To aid in climbing, the claws are compressed and curved, and the first toe on each foot is thumb-like.

==Distribution and subspecies==
Sumichrast's vesper rat is found from southern Jalisco and Veracruz in Mexico through much of Central America, excluding the Yucatan, as far east as central Panama. It occurs in evergreen and semi-deciduous forests throughout this range, at elevations from sea level to as high as 1600 m. A total of nine subspecies are currently recognised:

- N. s. sumichrasti - southern Veracruz, Mexico
- N. s. colimensis - Jalisco to Oaxaca, Mexico
- N. s. costaricensis - southern Costa Rica
- N. s. decolorus - southern Belize and eastern Guatemala to Honduras
- N. s. florencei - southern Honduras and western Nicaragua
- N. s. nitellinus - eastern Costa Rica to central Panama
- N. s. pallidulus - southern Tabasco and western Chiapas
- N. s. salvini - eastern Chiapas and southern Guatemala
- N. s. venustulus - eastern Nicaragua

==Biology and behaviour==
Sumichrast's vesper rat is unusual in that it is arboreal, and builds nests of twigs and leaves. They rarely travel along the ground, preferring to remain in the middle and upper parts of the forest canopy, between 3 and 22 m high. They build their nests in tree hollows or in the forks of branches, constructing an irregular mass of material with a hollow central cavity about 10 cm across, often building them on top of older nests so that a series of multiple layers builds up over time.
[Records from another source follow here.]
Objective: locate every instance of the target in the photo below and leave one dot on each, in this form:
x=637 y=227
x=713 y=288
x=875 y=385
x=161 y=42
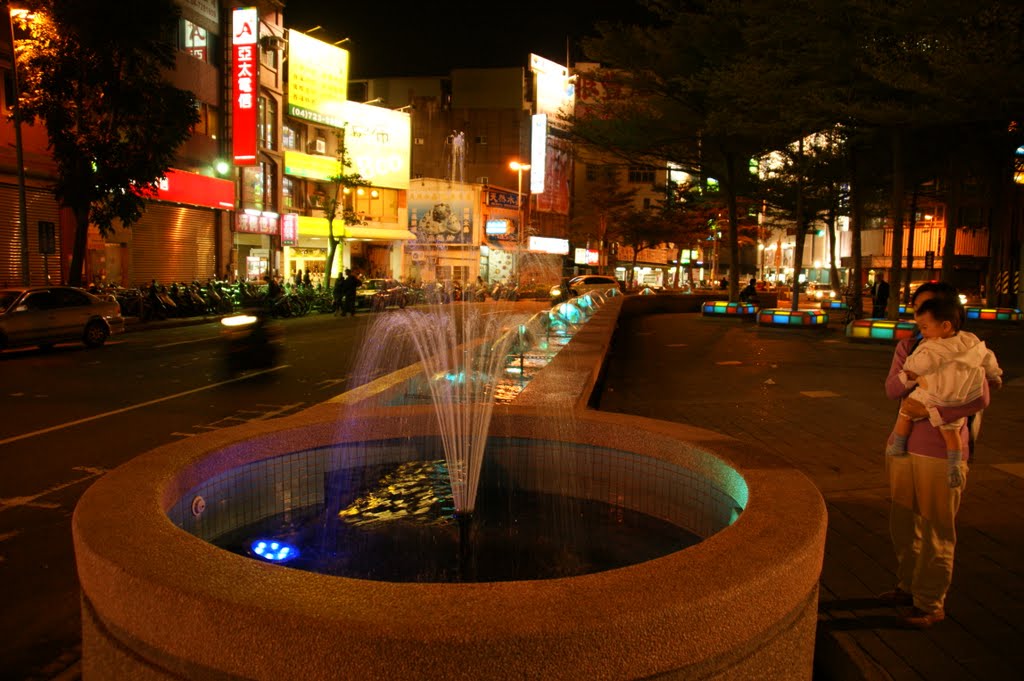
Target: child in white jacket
x=949 y=368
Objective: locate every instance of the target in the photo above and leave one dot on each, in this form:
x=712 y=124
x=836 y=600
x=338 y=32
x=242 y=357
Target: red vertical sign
x=245 y=76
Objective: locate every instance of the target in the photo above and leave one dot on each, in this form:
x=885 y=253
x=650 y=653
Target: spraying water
x=463 y=349
x=455 y=154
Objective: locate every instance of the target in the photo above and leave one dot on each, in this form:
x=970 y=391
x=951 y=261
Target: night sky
x=432 y=38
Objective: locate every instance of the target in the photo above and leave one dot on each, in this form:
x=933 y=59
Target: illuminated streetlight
x=519 y=167
x=23 y=214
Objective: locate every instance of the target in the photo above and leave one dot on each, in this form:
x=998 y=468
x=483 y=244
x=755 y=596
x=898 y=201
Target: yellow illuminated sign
x=378 y=142
x=312 y=167
x=317 y=80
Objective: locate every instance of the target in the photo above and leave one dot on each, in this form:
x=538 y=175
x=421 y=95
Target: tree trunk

It is nocturnal and herbivorous, eating fruits and seeds, although it has been reported to eat a small number of moths. Favoured foods include figs, and the seeds of plants such as Jacquinia pungens and borage. In Costa Rica, they have also been observed to eat the poisonous leaves of the plant Daphnopsis americana, although avoiding the central part of the leaf, and selecting only young leaves. They follow established paths along branches in search of food, and have a home range of about 70 m across. Although they move slowly when compelled to travel along the ground, and make slow deliberate movements while feeding or grooming, they are agile in the trees, moving rapidly and constantly twitching their whiskers and ears.

Under laboratory conditions, the rats remain in family groups of mated pairs, but are intolerant of any strangers, often attacking them. They have been observed to make high-pitched, musical chirps and trills, while males sometimes make lower pitched grunts towards established mates.

==Reproduction==
Mating occurs throughout the year. Gestation lasts from 30 to 38 days and results in the birth of one to three young. The young are reared in a nest constructed by both parents, although the male usually remains outside the nest for the first seven days after birth. The young are about 8 cm long at birth, and weigh 4.5 g. They are initially blind and only partially furred, and remain attached to the mother's teats for most of their first two weeks, although they are able to crawl from two days of age. They are weaned at around three weeks, and their eyes open after fifteen to eighteen days.

The rats become sexually mature at around 75 days of age, and have lived for up to five years in captivity.